How to Eat an Anti-Inflammatory Diet for Juvenile Arthritis
No diet can cure your JA but adding and avoiding certain foods may help control inflammation.
Although there’s no “miracle diet” that can cure juvenile arthritis, there’s evidence that following an anti-inflammatory diet can help. That means loading up on certain foods and avoiding others to manage inflammation, the root cause of arthritis pain. While it’s important to note that most arthritis nutrition studies focus on adults, experts believe following an anti-inflammatory diet is a good idea for kids and teens, too.
Here’s a quick breakdown of how to follow an arthritis-friendly diet.
What to Eat
Give your body the nutrients it needs to fight inflammation from the inside. Studies show a diet rich in these foods may help reduce inflammation:
- Dark leafy greens (kale, spinach, etc.)
- Berries (blueberries, blackberries, strawberries)
- Healthy fats (extra virgin olive oil, avocadoes, walnuts, almonds, pistachios)
- Fatty fish (salmon, tuna, mackerel, sardines)
- Whole grains (100 percent whole wheat bread, quinoa, brown rice, steel-cut oatmeal, buckwheat)
- Beans (black beans, chick peas, kidney beans)
As a rule, colorful fruits and veggies should take up the most space on your plate.

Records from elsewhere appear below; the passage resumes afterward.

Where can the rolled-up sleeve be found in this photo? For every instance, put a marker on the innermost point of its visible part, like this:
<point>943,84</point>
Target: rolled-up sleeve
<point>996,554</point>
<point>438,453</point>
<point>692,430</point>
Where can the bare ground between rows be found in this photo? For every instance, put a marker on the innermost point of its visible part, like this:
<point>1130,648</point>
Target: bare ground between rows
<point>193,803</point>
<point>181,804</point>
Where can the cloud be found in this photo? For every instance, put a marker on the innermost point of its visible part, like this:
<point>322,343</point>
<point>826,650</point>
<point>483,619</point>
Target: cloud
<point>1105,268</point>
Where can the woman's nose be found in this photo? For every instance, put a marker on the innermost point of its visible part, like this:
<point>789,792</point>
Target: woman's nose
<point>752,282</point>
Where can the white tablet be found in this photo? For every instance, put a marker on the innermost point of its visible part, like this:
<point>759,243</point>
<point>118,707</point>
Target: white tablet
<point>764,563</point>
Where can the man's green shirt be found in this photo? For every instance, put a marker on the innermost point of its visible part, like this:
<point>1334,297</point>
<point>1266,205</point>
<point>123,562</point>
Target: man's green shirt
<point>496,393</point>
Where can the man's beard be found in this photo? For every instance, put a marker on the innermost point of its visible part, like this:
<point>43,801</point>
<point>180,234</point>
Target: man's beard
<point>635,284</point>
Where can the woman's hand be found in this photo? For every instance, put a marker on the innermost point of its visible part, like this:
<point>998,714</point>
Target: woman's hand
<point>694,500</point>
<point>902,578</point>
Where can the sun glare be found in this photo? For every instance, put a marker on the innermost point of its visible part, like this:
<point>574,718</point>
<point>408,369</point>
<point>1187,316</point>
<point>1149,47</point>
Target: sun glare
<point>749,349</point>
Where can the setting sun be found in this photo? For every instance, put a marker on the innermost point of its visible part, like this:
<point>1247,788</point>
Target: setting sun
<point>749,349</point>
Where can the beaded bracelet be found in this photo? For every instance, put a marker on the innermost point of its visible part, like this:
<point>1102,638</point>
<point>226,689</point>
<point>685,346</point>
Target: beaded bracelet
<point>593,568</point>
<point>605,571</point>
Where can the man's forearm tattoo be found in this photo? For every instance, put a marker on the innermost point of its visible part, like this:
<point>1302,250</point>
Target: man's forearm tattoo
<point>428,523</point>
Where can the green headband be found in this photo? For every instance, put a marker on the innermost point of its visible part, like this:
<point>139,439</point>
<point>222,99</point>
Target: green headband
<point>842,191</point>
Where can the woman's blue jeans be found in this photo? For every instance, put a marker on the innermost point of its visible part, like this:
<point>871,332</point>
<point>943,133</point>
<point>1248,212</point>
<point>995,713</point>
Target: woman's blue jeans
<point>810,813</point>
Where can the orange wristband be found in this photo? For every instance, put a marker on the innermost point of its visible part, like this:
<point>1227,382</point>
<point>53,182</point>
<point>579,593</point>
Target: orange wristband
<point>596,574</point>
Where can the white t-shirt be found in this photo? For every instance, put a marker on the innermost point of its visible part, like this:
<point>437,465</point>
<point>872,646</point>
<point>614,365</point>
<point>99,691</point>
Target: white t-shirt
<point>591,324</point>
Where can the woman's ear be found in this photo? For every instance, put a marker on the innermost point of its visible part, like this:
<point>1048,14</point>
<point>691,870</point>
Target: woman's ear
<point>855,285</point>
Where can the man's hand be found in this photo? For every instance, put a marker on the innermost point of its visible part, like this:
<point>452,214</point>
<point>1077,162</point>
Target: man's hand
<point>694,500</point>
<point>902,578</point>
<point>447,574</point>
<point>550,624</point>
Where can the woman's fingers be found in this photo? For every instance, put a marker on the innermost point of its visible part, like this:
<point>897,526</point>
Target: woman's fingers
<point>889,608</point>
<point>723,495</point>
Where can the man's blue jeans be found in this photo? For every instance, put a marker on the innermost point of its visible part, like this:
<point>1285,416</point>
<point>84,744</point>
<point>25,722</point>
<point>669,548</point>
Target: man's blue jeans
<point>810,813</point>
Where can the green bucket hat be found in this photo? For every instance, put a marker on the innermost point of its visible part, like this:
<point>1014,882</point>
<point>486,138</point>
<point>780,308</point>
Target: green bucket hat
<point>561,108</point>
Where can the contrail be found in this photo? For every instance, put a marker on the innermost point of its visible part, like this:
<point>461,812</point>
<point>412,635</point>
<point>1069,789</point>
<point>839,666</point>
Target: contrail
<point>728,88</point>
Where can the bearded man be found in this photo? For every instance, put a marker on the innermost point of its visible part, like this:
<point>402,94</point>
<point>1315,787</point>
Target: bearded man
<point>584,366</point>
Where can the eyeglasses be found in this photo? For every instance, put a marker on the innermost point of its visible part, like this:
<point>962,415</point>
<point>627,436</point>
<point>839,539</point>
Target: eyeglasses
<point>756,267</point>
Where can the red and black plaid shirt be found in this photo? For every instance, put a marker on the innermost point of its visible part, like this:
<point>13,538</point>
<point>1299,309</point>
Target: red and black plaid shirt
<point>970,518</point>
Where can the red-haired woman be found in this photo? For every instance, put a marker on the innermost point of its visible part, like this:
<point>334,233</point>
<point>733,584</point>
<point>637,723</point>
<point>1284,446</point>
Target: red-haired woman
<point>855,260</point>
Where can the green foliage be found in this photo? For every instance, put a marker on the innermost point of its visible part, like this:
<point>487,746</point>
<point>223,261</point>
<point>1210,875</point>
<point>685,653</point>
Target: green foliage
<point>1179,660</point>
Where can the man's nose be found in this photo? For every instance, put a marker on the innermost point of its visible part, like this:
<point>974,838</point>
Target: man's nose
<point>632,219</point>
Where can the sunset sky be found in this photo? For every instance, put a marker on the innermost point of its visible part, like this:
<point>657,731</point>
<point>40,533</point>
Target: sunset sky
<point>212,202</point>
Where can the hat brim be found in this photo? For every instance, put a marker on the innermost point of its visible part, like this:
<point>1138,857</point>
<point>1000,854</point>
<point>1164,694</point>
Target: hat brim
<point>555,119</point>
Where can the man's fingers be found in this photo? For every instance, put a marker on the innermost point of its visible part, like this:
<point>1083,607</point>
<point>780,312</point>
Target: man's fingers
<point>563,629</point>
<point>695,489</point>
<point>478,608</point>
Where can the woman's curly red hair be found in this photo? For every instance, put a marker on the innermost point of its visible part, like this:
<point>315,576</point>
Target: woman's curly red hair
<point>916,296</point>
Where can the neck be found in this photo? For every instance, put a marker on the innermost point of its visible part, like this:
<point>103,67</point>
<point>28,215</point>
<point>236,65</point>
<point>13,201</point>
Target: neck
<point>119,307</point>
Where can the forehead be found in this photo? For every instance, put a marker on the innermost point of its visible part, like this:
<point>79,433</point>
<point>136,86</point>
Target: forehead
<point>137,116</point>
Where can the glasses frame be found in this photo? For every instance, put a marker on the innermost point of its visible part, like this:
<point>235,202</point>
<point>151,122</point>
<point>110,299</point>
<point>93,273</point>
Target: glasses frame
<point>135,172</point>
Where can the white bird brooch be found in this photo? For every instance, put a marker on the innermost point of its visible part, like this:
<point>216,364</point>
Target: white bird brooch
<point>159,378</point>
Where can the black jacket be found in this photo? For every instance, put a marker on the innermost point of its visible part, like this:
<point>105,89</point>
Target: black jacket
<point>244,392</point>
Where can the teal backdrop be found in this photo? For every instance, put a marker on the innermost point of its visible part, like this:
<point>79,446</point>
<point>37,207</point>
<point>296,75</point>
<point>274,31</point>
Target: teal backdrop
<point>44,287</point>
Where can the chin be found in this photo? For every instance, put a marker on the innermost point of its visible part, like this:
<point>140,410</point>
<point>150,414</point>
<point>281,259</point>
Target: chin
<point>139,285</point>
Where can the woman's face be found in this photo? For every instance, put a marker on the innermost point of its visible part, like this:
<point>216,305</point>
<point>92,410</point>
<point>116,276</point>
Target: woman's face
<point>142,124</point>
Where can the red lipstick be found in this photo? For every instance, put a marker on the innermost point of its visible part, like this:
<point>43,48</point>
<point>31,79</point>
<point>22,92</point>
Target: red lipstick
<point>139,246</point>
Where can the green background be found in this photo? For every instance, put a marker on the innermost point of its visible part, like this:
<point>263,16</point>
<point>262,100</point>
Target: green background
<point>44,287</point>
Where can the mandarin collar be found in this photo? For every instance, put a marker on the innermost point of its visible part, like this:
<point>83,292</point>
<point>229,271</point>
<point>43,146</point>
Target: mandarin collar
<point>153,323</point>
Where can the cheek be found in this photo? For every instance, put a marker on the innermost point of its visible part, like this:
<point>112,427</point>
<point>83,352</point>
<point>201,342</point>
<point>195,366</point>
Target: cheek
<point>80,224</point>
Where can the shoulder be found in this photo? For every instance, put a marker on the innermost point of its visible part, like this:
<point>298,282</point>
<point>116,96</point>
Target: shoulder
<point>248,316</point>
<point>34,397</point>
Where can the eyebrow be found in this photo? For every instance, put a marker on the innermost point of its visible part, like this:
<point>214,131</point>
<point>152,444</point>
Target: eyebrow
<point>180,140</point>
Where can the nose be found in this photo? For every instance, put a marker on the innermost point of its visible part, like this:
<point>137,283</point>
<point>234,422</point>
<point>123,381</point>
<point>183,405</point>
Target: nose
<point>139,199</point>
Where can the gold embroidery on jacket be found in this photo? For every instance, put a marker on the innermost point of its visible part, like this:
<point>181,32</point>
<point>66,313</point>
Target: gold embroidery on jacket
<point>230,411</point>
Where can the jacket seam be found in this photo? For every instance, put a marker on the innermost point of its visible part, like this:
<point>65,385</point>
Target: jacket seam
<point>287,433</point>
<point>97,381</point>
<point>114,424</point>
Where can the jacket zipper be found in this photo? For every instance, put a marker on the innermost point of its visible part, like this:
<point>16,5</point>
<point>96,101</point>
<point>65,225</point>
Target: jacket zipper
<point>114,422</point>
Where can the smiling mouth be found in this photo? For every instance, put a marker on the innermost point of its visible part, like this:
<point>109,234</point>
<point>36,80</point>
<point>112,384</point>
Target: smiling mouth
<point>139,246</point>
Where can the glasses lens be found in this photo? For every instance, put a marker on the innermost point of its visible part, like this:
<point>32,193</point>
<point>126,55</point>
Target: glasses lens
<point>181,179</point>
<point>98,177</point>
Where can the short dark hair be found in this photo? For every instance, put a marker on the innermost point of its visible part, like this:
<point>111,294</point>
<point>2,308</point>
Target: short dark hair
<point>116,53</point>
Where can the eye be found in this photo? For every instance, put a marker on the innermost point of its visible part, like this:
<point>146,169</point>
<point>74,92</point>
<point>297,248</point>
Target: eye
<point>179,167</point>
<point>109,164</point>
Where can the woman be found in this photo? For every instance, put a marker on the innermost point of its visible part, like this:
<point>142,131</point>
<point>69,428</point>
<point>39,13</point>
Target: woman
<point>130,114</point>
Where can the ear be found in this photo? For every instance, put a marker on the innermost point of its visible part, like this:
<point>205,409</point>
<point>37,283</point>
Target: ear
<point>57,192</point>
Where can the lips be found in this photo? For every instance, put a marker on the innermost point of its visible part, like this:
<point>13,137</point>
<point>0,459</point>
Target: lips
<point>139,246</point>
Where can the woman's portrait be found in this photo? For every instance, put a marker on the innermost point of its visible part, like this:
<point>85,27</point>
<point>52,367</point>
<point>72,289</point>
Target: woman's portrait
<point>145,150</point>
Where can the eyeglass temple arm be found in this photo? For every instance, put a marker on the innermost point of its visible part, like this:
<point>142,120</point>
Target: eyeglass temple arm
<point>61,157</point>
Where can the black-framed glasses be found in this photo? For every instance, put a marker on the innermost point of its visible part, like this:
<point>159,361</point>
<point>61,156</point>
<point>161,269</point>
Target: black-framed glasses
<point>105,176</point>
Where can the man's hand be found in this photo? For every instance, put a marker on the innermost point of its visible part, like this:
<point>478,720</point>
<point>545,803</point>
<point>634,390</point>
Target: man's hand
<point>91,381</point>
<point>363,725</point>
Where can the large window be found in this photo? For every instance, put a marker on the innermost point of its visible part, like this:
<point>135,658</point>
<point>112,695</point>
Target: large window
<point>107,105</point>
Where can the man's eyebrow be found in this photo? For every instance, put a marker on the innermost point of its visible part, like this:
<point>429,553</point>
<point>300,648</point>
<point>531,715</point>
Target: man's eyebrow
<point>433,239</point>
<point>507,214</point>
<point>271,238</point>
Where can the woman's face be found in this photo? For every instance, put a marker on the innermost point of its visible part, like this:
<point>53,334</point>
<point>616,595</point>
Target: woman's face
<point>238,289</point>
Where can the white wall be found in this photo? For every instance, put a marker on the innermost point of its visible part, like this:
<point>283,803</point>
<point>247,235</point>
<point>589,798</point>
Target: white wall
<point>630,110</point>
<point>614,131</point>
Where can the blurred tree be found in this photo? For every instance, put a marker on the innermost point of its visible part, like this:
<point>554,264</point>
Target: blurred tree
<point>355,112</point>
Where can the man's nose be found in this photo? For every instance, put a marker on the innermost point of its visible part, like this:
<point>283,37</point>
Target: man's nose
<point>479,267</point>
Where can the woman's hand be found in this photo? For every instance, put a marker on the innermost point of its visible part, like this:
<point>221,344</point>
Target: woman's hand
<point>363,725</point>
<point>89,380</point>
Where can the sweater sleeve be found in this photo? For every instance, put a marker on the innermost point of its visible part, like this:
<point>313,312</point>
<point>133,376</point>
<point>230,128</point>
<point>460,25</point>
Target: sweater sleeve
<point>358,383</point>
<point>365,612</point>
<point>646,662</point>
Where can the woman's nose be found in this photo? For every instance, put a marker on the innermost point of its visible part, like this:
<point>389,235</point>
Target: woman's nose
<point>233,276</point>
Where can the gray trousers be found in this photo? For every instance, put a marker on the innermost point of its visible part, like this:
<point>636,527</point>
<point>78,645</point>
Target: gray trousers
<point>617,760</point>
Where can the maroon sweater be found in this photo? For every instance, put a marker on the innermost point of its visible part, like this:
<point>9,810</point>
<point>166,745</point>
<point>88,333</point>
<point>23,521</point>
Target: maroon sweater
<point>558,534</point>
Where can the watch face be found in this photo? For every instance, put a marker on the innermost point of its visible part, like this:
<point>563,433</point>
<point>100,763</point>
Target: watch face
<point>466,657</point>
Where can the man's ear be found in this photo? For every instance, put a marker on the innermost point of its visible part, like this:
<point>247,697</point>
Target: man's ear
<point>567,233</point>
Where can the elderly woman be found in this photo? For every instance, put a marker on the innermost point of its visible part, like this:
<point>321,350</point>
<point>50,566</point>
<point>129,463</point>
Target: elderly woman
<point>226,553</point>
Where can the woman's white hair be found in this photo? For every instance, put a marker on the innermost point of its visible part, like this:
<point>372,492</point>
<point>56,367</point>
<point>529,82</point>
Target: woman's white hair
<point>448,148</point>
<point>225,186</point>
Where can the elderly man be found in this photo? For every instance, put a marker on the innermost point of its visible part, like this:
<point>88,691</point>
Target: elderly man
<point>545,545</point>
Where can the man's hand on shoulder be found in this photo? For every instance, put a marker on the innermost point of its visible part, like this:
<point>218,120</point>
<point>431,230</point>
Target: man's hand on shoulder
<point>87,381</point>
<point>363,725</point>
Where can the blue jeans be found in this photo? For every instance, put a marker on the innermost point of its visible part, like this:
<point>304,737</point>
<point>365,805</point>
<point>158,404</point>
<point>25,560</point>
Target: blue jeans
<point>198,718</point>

These foods have protective compounds like antioxidants and polyphenols that help protect against inflammation.
The Spice Is Right
Spices have been getting a lot of attention recently and for good reason. Turmeric, a spice that’s common in curries, has long been used in Eastern medicine as a go-to treatment for inflammation. Today, studies confirm that the active ingredient in turmeric, curcumin, can help reduce inflammation. If you’re not a fan of curry, curcumin supplements are widely available. Just be sure to talk with your doctor before adding any supplement to your diet.
Ginger is another spice thought to curb inflammation. It can also help with medication-related side-effects like nausea and stomach pain. Again, ask your doctor about the best way to add ginger into your diet for the best results.
What to Avoid
Studies show that foods high in saturated fat and sugar and low in fiber trigger inflammation. These include the highly processed or packaged “junk” foods you typically find in the middle aisles of the grocery store, such as:
- Microwaveable meals
- “Just add water” meals like ramen and easy macaroni and cheese
- Fast food
- Frozen pizza
- Fried foods (French fries, fish sticks, onion rings, fried mozzarella sticks)
- White bread or anything else made with white flour like cake, donuts, cookies and pastries
- Red meat
- Soda (even diet!) and energy drinks
- Sugary snack foods and cereals
If you’re not sure something is good or bad to eat, check the ingredient list. Stay away from anything made with:
- Partially hydrogenated oils or trans fats
- High fructose corn syrup
- Food coloring
- Ingredients you can’t pronounce
And beware of packaged foods that seem “healthy.” Just because something says it is “natural,” “organic” or “made with real fruit” doesn’t mean it’s not highly processed and loaded with sugar.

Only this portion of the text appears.